A acusação é reproduzida na página 14 da decisão do Inquérito 4.781 assinada por Moraes. O detalhamento aparece na página 43 do relatório de inteligência encaminhado ao Supremo Tribunal Federal (STF).
Segundo a PF, Mendonça pediu mais de uma vez que os investigadores apresentassem alguma provocação que permitisse iniciar uma apuração formal contra Moraes. Em relação a Dias Toffoli, o ministro teria adotado uma postura de contemporização, apesar de elementos já enviados pela corporação à Corte.
O documento afirma que a conduta de Mendonça diante de Nunes Marques foi ainda mais explícita. O relator teria sugerido à PF que acusações divulgadas pela imprensa contra Nunes poderiam fazer parte de uma estratégia destinada, na verdade, a enfraquecer o próprio André Mendonça.
“[O] caso que mais chama a atenção é o do ministro Kassio Nunes Marques, em relação ao qual o relator apresenta postura abertamente defensiva”, registra o relatório. Para a PF, a manifestação indicaria tratamento diferente entre autoridades que se encontravam em situações investigativas semelhantes.
O documento também menciona notícias sobre relações entre familiares de Nunes Marques, especialmente seu filho Kevin, e personagens ligados ao Banco Master. A existência dessas reportagens é tratada como fato, mas o relatório ressalva que elas não demonstram, por si sós, participação do ministro em qualquer irregularidade.
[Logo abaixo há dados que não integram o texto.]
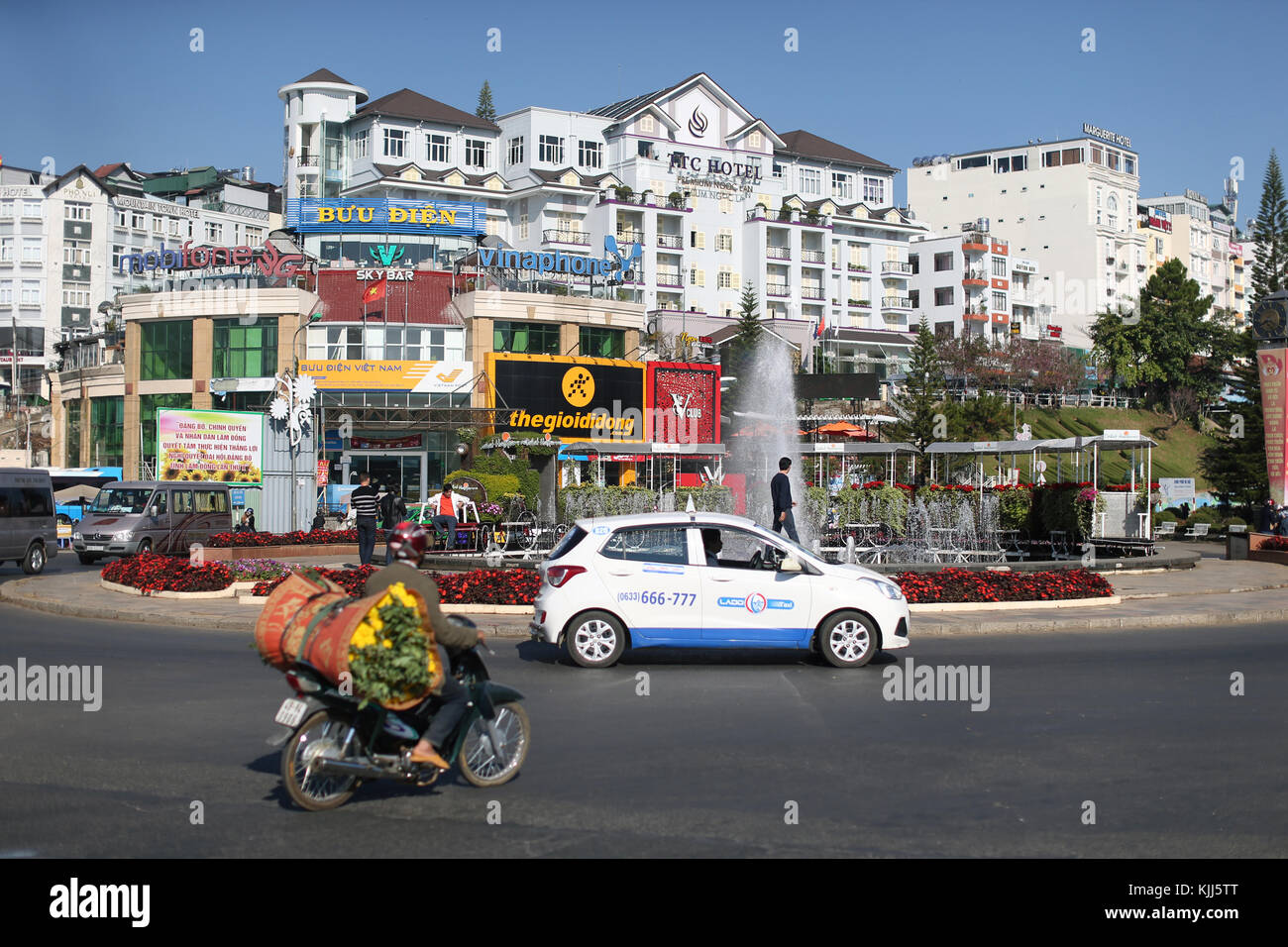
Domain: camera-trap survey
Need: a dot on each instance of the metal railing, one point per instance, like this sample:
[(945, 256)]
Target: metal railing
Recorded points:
[(578, 237)]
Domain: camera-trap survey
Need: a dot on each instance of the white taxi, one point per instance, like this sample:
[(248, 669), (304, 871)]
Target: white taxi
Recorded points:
[(708, 579)]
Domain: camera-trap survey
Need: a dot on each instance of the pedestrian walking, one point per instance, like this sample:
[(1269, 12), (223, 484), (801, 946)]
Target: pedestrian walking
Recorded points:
[(364, 502), (781, 493)]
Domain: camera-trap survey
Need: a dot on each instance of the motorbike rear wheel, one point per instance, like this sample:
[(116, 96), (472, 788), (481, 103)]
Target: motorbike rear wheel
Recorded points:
[(320, 735), (478, 758)]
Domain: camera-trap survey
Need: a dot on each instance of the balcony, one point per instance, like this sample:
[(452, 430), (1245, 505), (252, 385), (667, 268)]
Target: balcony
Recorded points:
[(571, 237)]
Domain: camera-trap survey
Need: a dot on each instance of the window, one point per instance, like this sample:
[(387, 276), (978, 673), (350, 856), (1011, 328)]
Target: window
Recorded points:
[(532, 338), (601, 343), (550, 150), (395, 142), (476, 153), (439, 150), (649, 544), (107, 431), (149, 407), (590, 154), (165, 351), (76, 295), (245, 351)]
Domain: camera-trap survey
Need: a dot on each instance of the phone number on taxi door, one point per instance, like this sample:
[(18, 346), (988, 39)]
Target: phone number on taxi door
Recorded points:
[(679, 599)]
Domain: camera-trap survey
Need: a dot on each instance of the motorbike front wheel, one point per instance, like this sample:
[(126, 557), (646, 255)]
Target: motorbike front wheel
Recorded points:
[(318, 736), (480, 761)]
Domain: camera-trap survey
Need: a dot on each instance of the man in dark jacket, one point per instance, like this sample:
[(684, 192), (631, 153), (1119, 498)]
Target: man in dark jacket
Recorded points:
[(781, 492), (406, 547)]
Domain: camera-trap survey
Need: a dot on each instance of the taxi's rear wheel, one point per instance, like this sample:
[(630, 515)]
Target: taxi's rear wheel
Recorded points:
[(595, 639), (848, 639)]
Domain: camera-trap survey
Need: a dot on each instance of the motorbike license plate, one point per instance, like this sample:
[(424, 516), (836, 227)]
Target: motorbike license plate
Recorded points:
[(290, 712)]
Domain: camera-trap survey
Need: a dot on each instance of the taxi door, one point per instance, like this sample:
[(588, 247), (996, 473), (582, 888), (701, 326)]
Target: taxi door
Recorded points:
[(647, 573), (747, 600)]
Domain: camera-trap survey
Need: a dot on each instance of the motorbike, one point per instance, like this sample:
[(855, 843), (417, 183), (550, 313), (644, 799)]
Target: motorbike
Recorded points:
[(331, 746)]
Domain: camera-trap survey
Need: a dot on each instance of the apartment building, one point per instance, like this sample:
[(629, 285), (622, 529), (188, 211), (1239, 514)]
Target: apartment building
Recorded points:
[(1067, 205)]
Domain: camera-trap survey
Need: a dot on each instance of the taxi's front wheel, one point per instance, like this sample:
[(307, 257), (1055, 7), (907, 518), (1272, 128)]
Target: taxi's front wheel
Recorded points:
[(848, 639), (595, 639)]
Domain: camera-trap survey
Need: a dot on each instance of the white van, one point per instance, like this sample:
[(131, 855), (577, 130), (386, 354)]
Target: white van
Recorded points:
[(165, 517), (29, 532)]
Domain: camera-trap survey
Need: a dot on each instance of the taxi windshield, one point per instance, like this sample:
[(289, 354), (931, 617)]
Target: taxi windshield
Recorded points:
[(121, 501)]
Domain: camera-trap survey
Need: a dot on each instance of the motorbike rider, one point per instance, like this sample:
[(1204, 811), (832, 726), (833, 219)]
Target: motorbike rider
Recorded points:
[(406, 547)]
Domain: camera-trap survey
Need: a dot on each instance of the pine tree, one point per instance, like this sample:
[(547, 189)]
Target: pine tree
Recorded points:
[(485, 110), (1270, 234), (921, 415)]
A própria PF classifica como baixa a confiança na acusação de tratamento diferenciado, porque o conteúdo se baseia em relatos que ainda não foram formalmente documentados. O relatório afirma que a hipótese precisa ser confirmada por uma comparação objetiva entre as providências adotadas em relação a Moraes, Toffoli e Nunes Marques.
Mendonça e Nunes Marques foram indicados ao Supremo pelo ex-presidente Jair Bolsonaro. Embora o relatório levante a possibilidade de que afinidades internas expliquem a diferença de tratamento, essa motivação permanece apenas como hipótese e não é apresentada pela PF como fato comprovado.